Si les différentes formes d’expression du langage utilisées dans l’expression spontanée d’une personne peuvent se coder en langage R.E.T., il doit alors être possible d’entrevoir de nouvelles voies de recherches sur le terrain de la linguistique. Terrain, peut-être plus fécond que celui de la psychologie.

Enfin, pour terminer, (puisque le temps de l’exposé arrive à son terme), permettez-moi de sortir du cadre de notre sujet pour tenter quelques envolées futuristes… bien que déjà actuelles dans certains domaines de la science d’aujourd’hui

La définition du modèle R.E.T. conditionaliste en multi-niveaux, le place de plain-pied avec les modèles issus des sciences cognitives. Modèles que l’intelligence artificielle a héritée et mise en œuvre par l’élaboration de systèmes experts et de robots, peu ou prou intelligents. Il y a peut-être dans cette voie cognitive des chemins à explorer, des robots astrologiques à penser et à construire. Pourquoi pas? Aujourd’hui, des chercheurs 16 découvrent, grâce aux simulations neuronales, les comportements inattendus de nos fibres sensibles. Il y aurait une intelligence sans support symbolique au cœur des processus de la vie. Intelligence qui serait le fruit d’une codétermination entre environnement et mécanismes internes vitaux. On retrouve ici, l’idée d’un lien où l’environnement est acteur autant que le sujet. L’intelligence ne serait pas l’apanage du niveau R du R.E.T., en relation avec le pouvoir des représentations, car le niveau ‘E’, en relation avec le pouvoir des faits, pourrait bien avoir lui aussi sa part d’intelligence.
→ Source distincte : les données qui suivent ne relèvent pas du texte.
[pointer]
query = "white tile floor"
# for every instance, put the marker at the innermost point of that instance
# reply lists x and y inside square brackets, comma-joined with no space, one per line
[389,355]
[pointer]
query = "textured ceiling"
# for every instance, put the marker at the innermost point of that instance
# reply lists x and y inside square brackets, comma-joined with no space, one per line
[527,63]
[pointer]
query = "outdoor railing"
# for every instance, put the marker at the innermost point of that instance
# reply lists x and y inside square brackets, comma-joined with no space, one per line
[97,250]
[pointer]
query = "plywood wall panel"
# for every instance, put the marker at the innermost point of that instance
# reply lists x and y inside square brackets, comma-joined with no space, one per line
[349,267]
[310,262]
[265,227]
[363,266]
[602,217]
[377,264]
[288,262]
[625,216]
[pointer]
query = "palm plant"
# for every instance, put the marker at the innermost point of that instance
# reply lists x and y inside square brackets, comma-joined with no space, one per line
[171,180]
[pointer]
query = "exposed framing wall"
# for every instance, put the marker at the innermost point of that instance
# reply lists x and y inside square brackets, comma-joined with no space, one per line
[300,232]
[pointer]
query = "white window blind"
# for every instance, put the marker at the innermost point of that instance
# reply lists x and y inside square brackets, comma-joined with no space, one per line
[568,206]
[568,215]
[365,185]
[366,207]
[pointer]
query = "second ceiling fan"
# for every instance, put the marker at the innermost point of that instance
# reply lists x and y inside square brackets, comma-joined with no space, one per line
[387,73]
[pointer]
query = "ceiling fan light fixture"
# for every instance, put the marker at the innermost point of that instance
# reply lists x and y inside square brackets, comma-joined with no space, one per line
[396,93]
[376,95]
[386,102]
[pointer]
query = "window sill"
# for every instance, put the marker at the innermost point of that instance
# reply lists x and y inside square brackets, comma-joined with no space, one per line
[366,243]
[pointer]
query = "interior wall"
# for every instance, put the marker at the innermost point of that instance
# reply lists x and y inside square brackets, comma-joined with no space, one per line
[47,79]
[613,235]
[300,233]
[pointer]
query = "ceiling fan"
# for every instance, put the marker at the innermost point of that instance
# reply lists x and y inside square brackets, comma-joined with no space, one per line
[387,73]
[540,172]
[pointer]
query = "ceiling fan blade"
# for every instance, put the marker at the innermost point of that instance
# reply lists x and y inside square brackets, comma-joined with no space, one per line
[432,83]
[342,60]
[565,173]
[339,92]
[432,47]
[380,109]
Tant pis pour ceux qui voient encore en la planète Mars le signe de l’agressivité primaire et guerrière 17. Car, centre du R.E.T., sa fonction auto-organisatrice et distributrice des niveaux ‘R’ et ‘T’, pourrait bien exprimer cette intelligence organique et constructive qui semble être, selon le neurobiologiste Francisco Varela, l’enjeu des sciences et techniques cognitives de demain 18.

(Gageons que l’astrologie moderne y aura sa part… )

Patrick Le Guen (1997)
Article paru dans les Actes du colloque : « Astrologie : une science en marche » (colloque organisé par le COMAC au Fiap de Paris le 7 juin 1997)

Notes :

  1. Guillen (Michael), Invitation aux mathématiques, Paris, Albin Michel, coll. « Points Sciences », 1992.
  2. Vaccari (Franco), La Photographie et l’Inconscient technologique, Paris, Créatis, coll. « L’Encre et la Lumière », 1981.
  3. Gauquelin (Michel), C’est écrit dans les astres, Puiseaux, éd. Pardès, coll. « Kosmos », 1991.
  4. Fuzeau-Braesh (Suzel), L’Astrologie, Paris, PUF, coll. « Que sais-je ? », n° 2481, 2e éd. , 1992.
  5. Barets (Jean), L’Astrologie rencontre la science, Paris, Devy-Livres, coll. « La Roue Céleste », 1977.
  6. Fuzeau-Braesh (Suzel), Astrologie : la preuve par deux, Paris, Robert Laffont.
  7. Evnard (Y.), PRAS (B.) et Roux (E.) , « Processus et plan d’études », Etudes et recherches en marketing, Nathan, 1993, p. 66.
  8. Nicola (Jean-Pierre), « Edito », Cahiers Conditionaliste, n° 24, Saint-Denis-sur-Huisne, COMAC, 1994.
  9. Le Guen (Patrick), « Analyse de données portant sur la précision des heures de naissance de l’Etat-Civil en France », Cahiers Conditionaliste, n° 26, Saint-Denis-sur-Huisne, COMAC, 1997.
  10. Nicola (Jean-Pierre), « Bilans comparés », Anthologie astrologique, 1980-1986, Saint-Denis-sur-Huisne, COMAC, 1993, p. 18.
  11. Le Moigne (Jean-Louis), « Epistémologies constructiviste et ciences de l’organisation » in Martinet (A.C.), Epistémologie et Sciences de gestion, Paris, Economica, coll. « Gestion », 1990.
  12. (Ibid.
  13. Ibid.
  14. Zeeman (E.C.), « Réplique à Renée Thom », Apologie du logos, Hachette, coll.  » Histoire et Philosophie des Sciences « , 1990.
  15. Thom (Renée), « La théorie des catastrophes : état présent et perspectives », Ibid.
  16. Varela (Francisco J.), Invitation aux sciences cognitives, Paris, Editions du Seuil, coll « Points Sciences », nouvelle édition, 1996.
  17. Nombreux auteurs symbolico-magistes.